I've played with the UBS assistant, but it's features are useless compared to mint(USA) or snoop (UK). e.g.:

- analysis of recurrent transactions to identify subscriptions you may not be aware of (typically small things, like £3.95 a month - but had a few of these in the UK from things I stopped using LOOONG ago like goofbid).

- forecast of transactions (e.g. every year in October there is a large payment to the tax authorities, so it forecasts this for the upcoming year)

- automatic classification of transactions that can be tweaked (e.g. all international transactions in a specific week should be classified as "Holiday - Maldives"

- alerting of anomalous transactions (ok, UBS kinda has this too)

- bucketing - so I can say "this month, I want to spend no more than £2000 on aliexpress - alert me when I'm getting near to spending that

So far, I'm playing with Buxfer... does a bit, but the automated side is limited. I'm going to try YNAB and PocketSmith.

That last one seems promising as they don't just use Salt Edge to connect to UBS, but they support a few providers (Salt Edge, Akahu, Plaid, Basiq and Yodlee) - so the likelihood of them supporting SwissCard soon is higher...

EDIT: forgot to mention: I've played with excel, but dealing with accounts in 4 countries/currencies + properties (rental/expenses for these) just becomes a nightmare...

If you already did it with excel, you could automate the bank download bit using a script.

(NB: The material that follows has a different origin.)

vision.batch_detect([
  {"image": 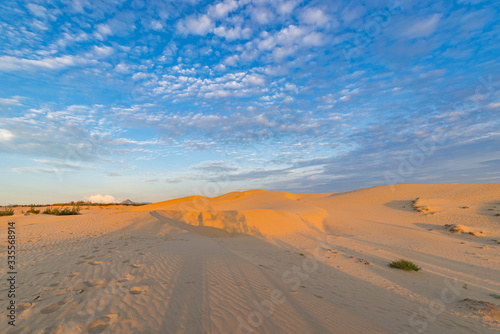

My scripting skills do not extend to understanding the openbanking API - nor do I have the skills to make the automation this provides in excel...

So far, my summary is:

Buxfer :

Cheapest, most manual categorisation. Relatively basic. Supports Salt Edge

Pocketsmith

Double the price of buxfer - but the categorization automation is the best. It even detects things like "Paypal *companyX 4798346" - and rather than categorizing it as paypay, it autocategorizes based on what "companyX" is. Also uses salt edge

Lunch money

Cleanest interface. The best it seems at identifying non-identical recurrent transactions (e.g. something that is 10usd/month will fluctuate on CHF, or things like water bills and petrol). That said, it uses plaid instead of salt edge - which I don't like.

Note: I don't like plaid as you would need to give it your bank credentials. I really dislike that, and won't be doing it. Salt edge uses the UBS Open Banking API, so you log into UBS and allow salt edge to read your transaction details.

you can avoid openbanking API by using browser automation. or maybe even easier is just to enable email notifications and capture and process those instead.

What is the open banking API? Do all banks support it? Is there a website?

I spent about 2 weeks setting up a full infrastructure around Buxfer and am now very happy with the results.

I have a stream at end of month, where I download bank, credit card, Revolut, etc CSVs, take them through a short script for cleanups, and then upload manually.

With Buxfer remembering the format of the upload file for each account, and with leveraging rules, it takes me 30 min to update monthly and keep track of everything.

It works quite well, I don't think I have it in me to go with a different solution.

I don't care about syncing now that everything is set up, I also like to have some manual control and see what flows in and be sure that the numbers make sense.

Each bank can decide if they offer this or not, so I’m not aware of a single site that lists all banks that offer this. Short version, with PSD2 all EU banks will need to offer it.

That said - to save fintech companies time (and money), there are a few companies that take this API, and convert it into something more usable. They also keep up to date with changes in the headers (e.g. a bank may one month call the column a “Description” and the next update it to “Transaction Name”).

Salt Edge, Akahu, Plaid, Basiq and Yodlee all do this. I haven’t looked into all of them, but Salt Edge seems decent. Plaid I don’t like as you give them your credentials (which imo is as bad as writing a script yourself as saving the credentials in clear text).